The Serapis Cult and Christianity

by Lorenzo Baehne

One of the views I've become attached to over the last decade is my suspicion that somewhere in the dusty closet of history, if only I searched hard enough, I would excavate a connection between early Christianity and the Serapis cult. Although I have accumulated some evidence in that vein, this evidence is circumstantial and not the smoking gun I had hoped to find. But why would anyone think there is a connection between the two in the first place?

The preceding paragraph may sound odd to anyone unfamiliar with the Jesus myth hypothesis (mythicism). In a nutshell, mythicism is the theory that, contrary to conventional wisdom, Jesus likely was not a historical person. Rather, it posits the central figure of Christianity was far more conceivably a pre-existing celestial being, a mythical entity which was historicized, rather than a historical figure who was subsequently mythologized. There are many precedents for this.

When the argument's minutiae are cleared away, the primary reason for this line of thinking is that during his alleged lifetime, the Jesus of the Gospels, with all his miraculous, attention-grabbing activities, never made a dent in the historical record. That is to say, he is not mentioned by any contemporaneous source. We first encounter Christ in Paul's letters, written sometime in the 50s CE, where it is not at all clear Paul is talking about a historical person. We tend to believe otherwise, apart from tradition, because in the New Testament canon the Gospels precede Paul's epistles. We then import the Gospels' content into the letters of Paul, filling in the blanks, as it were. Therefore, if Jesus did not exist and Christianity had no historical founding figure, mythicists must propose a viable, alternate origin for the religion.

Many scholars of ancient history have detected in the religion of Christ a resemblance to the mystery cults of old. There exists common features between some of those cults and Christianity, such as: a dying and rising salvation figure; a communal meal in remembrance of the salvation figure; a symbolic baptism by water to cleanse one's sins; as well as other commonalities. It's long been recognized by a great many biblical scholars that the Gospels are largely fictional. They can perhaps best be compared to historical fictions. Like historical fiction, the Gospels are set in actual geographical locations, with a few people plucked from the pages of history and inserted into the stories.

One question that arises, is: If, for the sake of argument, Christianity did derive from a mystery cult (also called salvation religions, which is precisely what Christianity is), from which one did it spring? This is an exciting question. Like some of my evidence, I found a possible answer to that query purely by accident.

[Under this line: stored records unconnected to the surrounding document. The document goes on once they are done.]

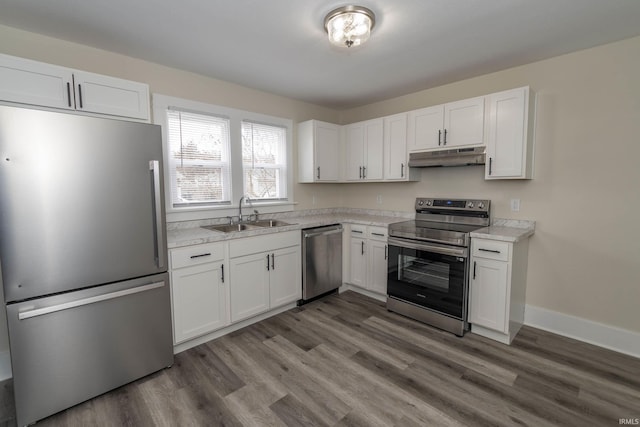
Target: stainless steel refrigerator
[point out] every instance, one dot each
(83, 256)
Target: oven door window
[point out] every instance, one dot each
(428, 279)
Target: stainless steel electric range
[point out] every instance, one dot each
(428, 266)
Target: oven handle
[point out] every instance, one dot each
(438, 249)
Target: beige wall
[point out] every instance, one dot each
(587, 152)
(585, 196)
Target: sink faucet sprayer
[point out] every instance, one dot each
(246, 199)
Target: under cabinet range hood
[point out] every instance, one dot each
(453, 157)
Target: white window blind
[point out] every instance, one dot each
(198, 159)
(264, 161)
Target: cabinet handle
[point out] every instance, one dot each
(200, 255)
(69, 93)
(489, 250)
(80, 94)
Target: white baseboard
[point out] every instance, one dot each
(611, 337)
(5, 365)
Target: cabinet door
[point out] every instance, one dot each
(425, 127)
(488, 294)
(31, 82)
(249, 285)
(354, 146)
(108, 95)
(378, 266)
(373, 150)
(507, 134)
(464, 123)
(285, 281)
(395, 147)
(326, 151)
(358, 262)
(199, 302)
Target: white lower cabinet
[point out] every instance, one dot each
(497, 288)
(250, 286)
(368, 258)
(198, 291)
(264, 273)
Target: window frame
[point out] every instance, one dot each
(281, 167)
(161, 103)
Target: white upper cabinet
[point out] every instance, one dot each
(425, 128)
(318, 151)
(108, 95)
(464, 123)
(30, 82)
(364, 143)
(452, 125)
(35, 83)
(395, 149)
(510, 134)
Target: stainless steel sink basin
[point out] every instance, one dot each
(270, 223)
(230, 228)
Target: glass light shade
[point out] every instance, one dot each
(349, 25)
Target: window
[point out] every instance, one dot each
(198, 158)
(264, 161)
(213, 155)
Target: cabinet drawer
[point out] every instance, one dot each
(358, 230)
(199, 254)
(490, 249)
(378, 233)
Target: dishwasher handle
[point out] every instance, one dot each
(324, 232)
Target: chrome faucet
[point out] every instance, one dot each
(248, 200)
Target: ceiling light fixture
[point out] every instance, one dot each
(349, 25)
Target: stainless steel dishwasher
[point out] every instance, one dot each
(321, 261)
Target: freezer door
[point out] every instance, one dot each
(82, 201)
(69, 348)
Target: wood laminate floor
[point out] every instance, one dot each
(346, 361)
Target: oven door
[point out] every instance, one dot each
(429, 275)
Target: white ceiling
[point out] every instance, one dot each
(280, 46)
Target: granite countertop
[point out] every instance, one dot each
(506, 230)
(191, 232)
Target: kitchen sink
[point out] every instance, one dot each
(270, 223)
(229, 228)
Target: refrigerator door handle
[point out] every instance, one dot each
(154, 166)
(86, 301)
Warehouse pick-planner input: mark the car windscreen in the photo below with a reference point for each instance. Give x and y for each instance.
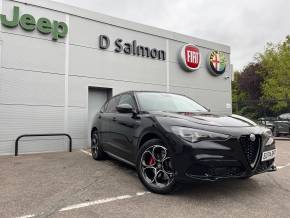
(152, 101)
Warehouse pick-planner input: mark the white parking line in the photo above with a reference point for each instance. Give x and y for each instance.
(101, 201)
(27, 216)
(86, 152)
(91, 203)
(281, 167)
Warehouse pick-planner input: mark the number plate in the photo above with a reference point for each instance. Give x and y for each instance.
(268, 155)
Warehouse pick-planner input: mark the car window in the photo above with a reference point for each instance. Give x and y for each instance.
(127, 99)
(112, 104)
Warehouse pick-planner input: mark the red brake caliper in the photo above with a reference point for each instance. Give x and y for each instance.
(151, 161)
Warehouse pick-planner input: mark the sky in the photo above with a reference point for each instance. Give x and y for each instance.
(246, 26)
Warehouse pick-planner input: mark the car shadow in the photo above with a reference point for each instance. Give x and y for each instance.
(200, 189)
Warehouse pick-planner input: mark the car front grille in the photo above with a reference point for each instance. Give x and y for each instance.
(207, 171)
(251, 148)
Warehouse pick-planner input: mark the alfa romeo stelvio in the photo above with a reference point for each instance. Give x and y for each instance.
(171, 139)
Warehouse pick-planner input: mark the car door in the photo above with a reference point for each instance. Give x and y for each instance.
(124, 127)
(108, 119)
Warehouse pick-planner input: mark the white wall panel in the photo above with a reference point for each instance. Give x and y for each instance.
(110, 65)
(20, 119)
(32, 54)
(33, 88)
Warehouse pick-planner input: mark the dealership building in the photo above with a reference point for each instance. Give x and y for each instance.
(59, 64)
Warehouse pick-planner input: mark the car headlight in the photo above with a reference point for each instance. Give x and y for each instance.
(268, 132)
(269, 137)
(195, 135)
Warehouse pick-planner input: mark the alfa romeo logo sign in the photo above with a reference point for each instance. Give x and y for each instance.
(189, 57)
(217, 62)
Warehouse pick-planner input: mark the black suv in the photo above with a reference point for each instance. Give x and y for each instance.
(170, 138)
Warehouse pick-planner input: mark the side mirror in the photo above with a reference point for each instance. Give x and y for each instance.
(125, 108)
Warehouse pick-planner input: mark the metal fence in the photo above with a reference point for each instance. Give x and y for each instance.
(266, 108)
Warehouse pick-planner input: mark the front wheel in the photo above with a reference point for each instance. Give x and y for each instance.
(275, 132)
(155, 168)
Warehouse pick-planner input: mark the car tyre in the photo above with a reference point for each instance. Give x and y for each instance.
(96, 149)
(275, 132)
(154, 167)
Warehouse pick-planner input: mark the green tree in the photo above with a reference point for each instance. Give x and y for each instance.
(275, 62)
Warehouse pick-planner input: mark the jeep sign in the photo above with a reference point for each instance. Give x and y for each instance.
(28, 23)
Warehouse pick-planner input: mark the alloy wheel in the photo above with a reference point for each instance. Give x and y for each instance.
(156, 166)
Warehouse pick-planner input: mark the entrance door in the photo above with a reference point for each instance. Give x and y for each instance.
(96, 98)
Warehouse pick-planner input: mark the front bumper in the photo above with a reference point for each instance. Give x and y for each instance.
(212, 160)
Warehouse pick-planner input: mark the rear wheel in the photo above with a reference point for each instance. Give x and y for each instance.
(155, 168)
(96, 149)
(275, 132)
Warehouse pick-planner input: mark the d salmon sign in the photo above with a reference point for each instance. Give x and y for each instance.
(189, 57)
(216, 62)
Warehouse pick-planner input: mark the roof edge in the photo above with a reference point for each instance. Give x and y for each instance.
(110, 20)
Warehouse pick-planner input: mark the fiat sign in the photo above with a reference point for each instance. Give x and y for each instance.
(189, 57)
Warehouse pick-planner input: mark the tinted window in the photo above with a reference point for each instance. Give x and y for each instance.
(112, 104)
(152, 101)
(127, 99)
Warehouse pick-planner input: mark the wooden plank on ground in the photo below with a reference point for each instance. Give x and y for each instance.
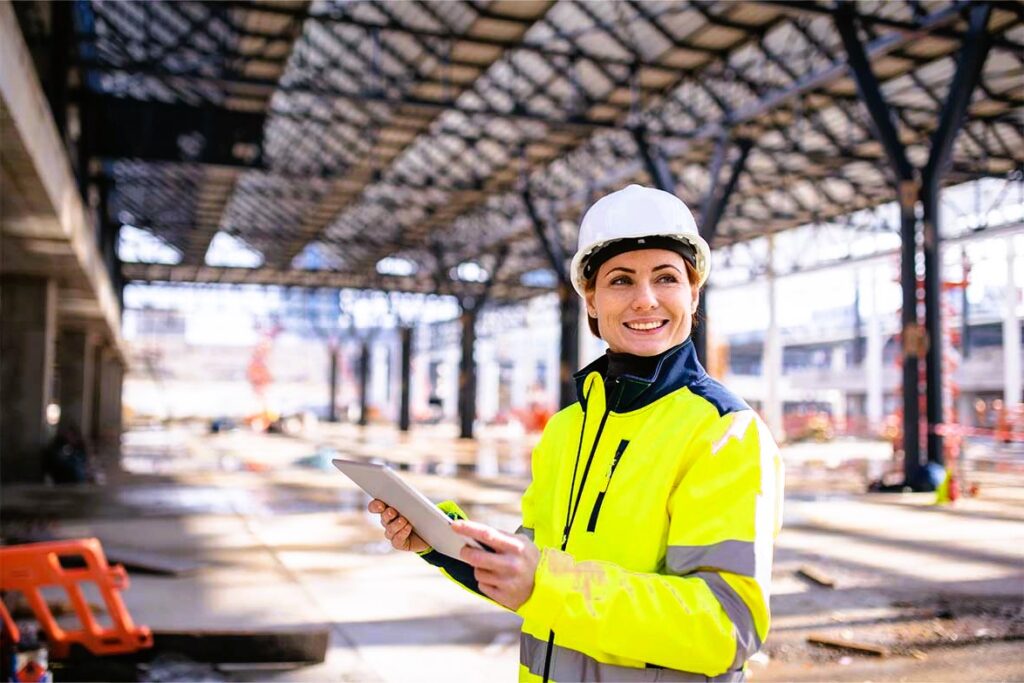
(847, 644)
(300, 646)
(816, 575)
(145, 561)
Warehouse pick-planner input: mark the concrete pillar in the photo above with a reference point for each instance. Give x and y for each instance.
(873, 358)
(773, 354)
(28, 337)
(76, 375)
(365, 383)
(1011, 335)
(107, 409)
(404, 365)
(839, 399)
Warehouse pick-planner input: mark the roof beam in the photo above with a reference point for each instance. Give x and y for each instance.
(518, 113)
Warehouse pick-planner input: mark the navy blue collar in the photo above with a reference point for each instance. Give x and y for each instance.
(677, 368)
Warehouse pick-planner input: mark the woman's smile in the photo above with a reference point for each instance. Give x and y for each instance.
(643, 301)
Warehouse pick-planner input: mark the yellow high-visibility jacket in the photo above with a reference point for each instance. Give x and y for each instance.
(654, 502)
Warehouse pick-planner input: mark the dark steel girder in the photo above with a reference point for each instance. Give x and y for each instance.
(911, 334)
(972, 58)
(574, 122)
(804, 7)
(817, 79)
(578, 52)
(653, 161)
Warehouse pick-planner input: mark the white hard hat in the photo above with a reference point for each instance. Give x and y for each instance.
(637, 212)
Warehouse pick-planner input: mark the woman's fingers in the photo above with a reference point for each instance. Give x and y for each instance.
(388, 515)
(394, 526)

I cannot recall today just how this missive came to my attention (I believe I was reading on an unrelated subject when I tripped over the letter), but when I found it I was blown away. Initially, I was very excited by its discovery, but as the years unwound I began to look at my best piece of evidence with some skepticism. Today I am not at all certain of its authenticity. The letter in question is from the Roman emperor Hadrian and is addressed to his brother-in-law Servianus. The date of this letter is circa 134 CE. Hadrian discusses in this epistle a recent trip to Alexandria, Egypt—

From Hadrian Augustus to Servianus the consul, greeting. The land of Egypt, the praises of which you have been recounting to me, my dear Servianus, I have found to be wholly light-minded, unstable, and blown about by every breath of rumour. There those who worship Serapis are, in fact, Christians, and those who call themselves bishops of Christ are, in fact, devotees of Serapis. There is no chief of the Jewish synagogue, no Samaritan, no Christian presbyter, who is not an astrologer, a soothsayer, or an anointer. Even the Patriarch himself, when he comes to Egypt, is forced by some to worship Serapis, by others to worship Christ.”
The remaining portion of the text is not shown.